Facilitators of cashless transactions in unorganised retail supply chains with specific focus on Convenience (Kirana) Stores



Financial Inclusion in India has historically focused on a few core objectives such as providing institutional credit to small borrowers, creating an ecosystem by which financial products, services and literacy can be provided within the framework of the banking system, disbursing government cash benefits directly to the beneficiary through his/her bank account to promote financial inclusion and to curb leakages. In the recent years, financial inclusion drives have targeted opening of bank accounts, with banks and Banking Correspondents being incentivized based on the number of accounts opened. This has resulted in opening of large number of accounts; in many cases, individuals have multiple inoperative bank accounts because the individual did not incur any cost due to opening of a bank account.

While India now has a well‐established mobile communications infrastructure and a payment infrastructure, the use of cash for retail transactions in the Indian economy is still quite high. This imposes massive transaction costs on the economy and introduces inefficiencies typically associated with a high cash economy. Large parts of the population also do not have access to banking facilities. However, this scenario is changing with the advent of the "Jan Dhan Yojana" which aims to put a bank account within reach of most Indians, with debit cards in their pockets.

Kirana stores are an important part of the unorganized retail ecosystem by being present in rural and in urban areas, sometimes serving as the only local outlet for purchase of food and other items. Thus enormous benefits can accrue through making these transactions cashless.

Hence, it is important to gain an understanding of the cost of operations of a typical kirana store through a research study and develop a reference model around key financial and operational parameters that would enable kirana stores to transition from cash‐based to a cashless model. While kirana stores thrive on local entrepreneurship which has often been highlighted in the economic press, not much research has been done in this area from the perspective of moving towards a cashless economy and its positive impact on existing kirana business models.

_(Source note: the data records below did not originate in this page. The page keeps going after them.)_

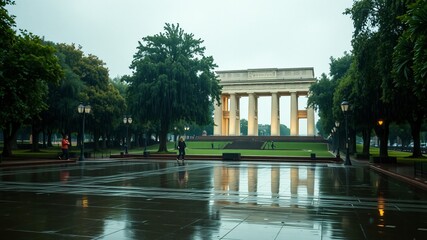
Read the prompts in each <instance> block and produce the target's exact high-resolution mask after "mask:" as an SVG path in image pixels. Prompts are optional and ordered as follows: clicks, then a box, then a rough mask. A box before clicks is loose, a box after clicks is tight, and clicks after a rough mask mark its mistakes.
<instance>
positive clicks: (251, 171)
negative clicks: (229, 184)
mask: <svg viewBox="0 0 427 240" xmlns="http://www.w3.org/2000/svg"><path fill="white" fill-rule="evenodd" d="M257 188H258V168H257V166H256V165H254V164H250V165H249V166H248V192H249V195H253V196H255V195H256V194H257V190H258V189H257Z"/></svg>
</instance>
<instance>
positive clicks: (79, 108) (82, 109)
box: [77, 103, 91, 161]
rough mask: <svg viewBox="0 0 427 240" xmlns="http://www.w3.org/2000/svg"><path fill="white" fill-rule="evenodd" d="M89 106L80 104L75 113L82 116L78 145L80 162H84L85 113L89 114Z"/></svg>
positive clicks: (84, 159) (84, 139) (78, 106)
mask: <svg viewBox="0 0 427 240" xmlns="http://www.w3.org/2000/svg"><path fill="white" fill-rule="evenodd" d="M90 110H91V106H90V105H83V104H82V103H80V105H79V106H78V107H77V111H78V112H79V113H80V114H83V124H82V136H81V143H80V159H79V160H80V161H83V160H85V157H84V150H85V116H86V113H90Z"/></svg>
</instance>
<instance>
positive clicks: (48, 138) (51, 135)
mask: <svg viewBox="0 0 427 240" xmlns="http://www.w3.org/2000/svg"><path fill="white" fill-rule="evenodd" d="M46 132H47V146H48V147H53V144H52V130H51V129H50V128H48V129H47V130H46Z"/></svg>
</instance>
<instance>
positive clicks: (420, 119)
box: [409, 118, 423, 158]
mask: <svg viewBox="0 0 427 240" xmlns="http://www.w3.org/2000/svg"><path fill="white" fill-rule="evenodd" d="M409 124H410V125H411V134H412V140H413V141H414V147H413V148H412V157H414V158H419V157H422V156H423V154H422V153H421V142H420V139H421V138H420V131H421V124H422V121H421V118H419V119H417V120H416V121H410V123H409Z"/></svg>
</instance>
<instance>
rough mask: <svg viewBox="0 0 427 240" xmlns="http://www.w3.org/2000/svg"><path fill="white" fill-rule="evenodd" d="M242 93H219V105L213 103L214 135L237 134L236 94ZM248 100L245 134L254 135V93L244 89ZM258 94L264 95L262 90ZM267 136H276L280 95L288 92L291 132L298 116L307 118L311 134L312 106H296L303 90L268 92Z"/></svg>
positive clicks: (254, 102)
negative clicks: (268, 115)
mask: <svg viewBox="0 0 427 240" xmlns="http://www.w3.org/2000/svg"><path fill="white" fill-rule="evenodd" d="M242 96H245V94H242V93H240V94H236V93H229V94H223V95H222V96H221V105H220V106H217V105H215V112H214V121H215V127H214V135H216V136H239V135H240V98H241V97H242ZM247 96H248V98H249V102H248V136H258V97H259V95H258V94H256V93H247ZM262 96H266V94H265V93H264V94H263V95H262ZM270 96H271V119H270V120H271V123H270V126H271V136H280V97H281V96H290V98H291V106H290V116H291V121H290V126H289V127H290V130H291V136H299V120H300V119H307V135H308V136H314V135H315V131H314V129H315V127H314V109H313V108H311V107H308V108H306V109H304V110H299V109H298V97H299V96H307V92H272V93H271V95H270Z"/></svg>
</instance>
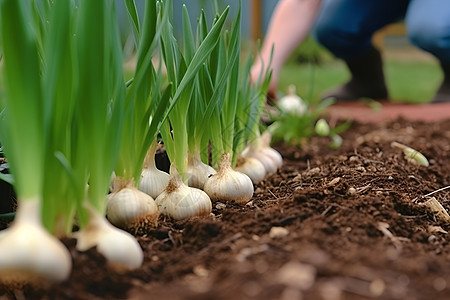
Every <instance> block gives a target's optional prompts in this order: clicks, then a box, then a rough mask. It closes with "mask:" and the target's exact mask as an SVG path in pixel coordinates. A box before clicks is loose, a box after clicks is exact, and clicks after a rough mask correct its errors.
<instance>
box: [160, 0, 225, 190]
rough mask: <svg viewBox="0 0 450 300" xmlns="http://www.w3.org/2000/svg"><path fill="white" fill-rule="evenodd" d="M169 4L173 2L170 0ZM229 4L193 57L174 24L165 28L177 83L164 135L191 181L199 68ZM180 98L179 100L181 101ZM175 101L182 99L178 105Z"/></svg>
mask: <svg viewBox="0 0 450 300" xmlns="http://www.w3.org/2000/svg"><path fill="white" fill-rule="evenodd" d="M167 5H171V1H168V4H167ZM228 10H229V8H227V9H225V11H224V12H223V13H222V15H221V16H220V17H219V18H218V19H217V21H216V22H215V24H214V25H213V27H212V28H211V30H210V31H209V32H208V34H207V35H206V36H205V38H204V39H203V40H202V41H201V42H200V43H199V46H198V48H197V49H196V51H195V53H194V55H193V56H192V59H190V60H186V59H189V57H188V56H183V54H182V53H181V50H180V47H179V46H178V44H177V42H176V40H175V39H174V37H173V32H172V28H171V26H170V24H168V25H167V26H166V27H164V29H163V32H162V55H163V58H164V62H165V64H166V68H167V74H168V77H169V81H170V82H172V83H173V85H174V89H173V92H172V99H173V101H172V103H171V106H170V108H169V119H170V125H171V127H172V129H173V130H172V132H171V131H170V125H169V123H166V124H165V125H164V126H163V128H162V129H163V130H162V133H161V134H162V136H163V140H164V144H165V146H166V150H167V153H168V155H169V159H170V160H171V161H172V162H173V164H174V166H175V167H176V169H177V171H178V173H179V174H180V175H181V177H182V180H183V181H184V182H185V183H187V155H188V151H187V150H188V135H187V129H186V121H187V111H188V108H189V103H190V98H191V94H192V93H193V89H194V85H195V80H196V78H197V76H198V72H199V70H200V69H201V68H202V66H203V64H204V62H205V61H206V60H207V59H208V57H209V55H210V54H211V52H212V50H213V49H214V47H215V45H216V43H217V41H218V39H219V37H220V35H221V31H222V27H223V25H224V22H225V19H226V16H227V14H228ZM178 100H179V101H178ZM175 101H178V102H177V103H176V105H175V103H174V102H175Z"/></svg>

This ongoing research study, funded by CDFI, is attempting to analyse the business model of a typical kirana store and study the potential financial impact of introduction of new payment systems and inventory tracking systems at the retail level, not only on the operations of the kirana stores, but also on upstream suppliers including manufacturers It is also investigating and will propose a new strategic architecture and business model involving other stakeholders such as banks, consumers, Government, manufacturers and distributors that could potentially reap the benefits of cashless micro‐transactions and digitization of retail operations at the kirana store.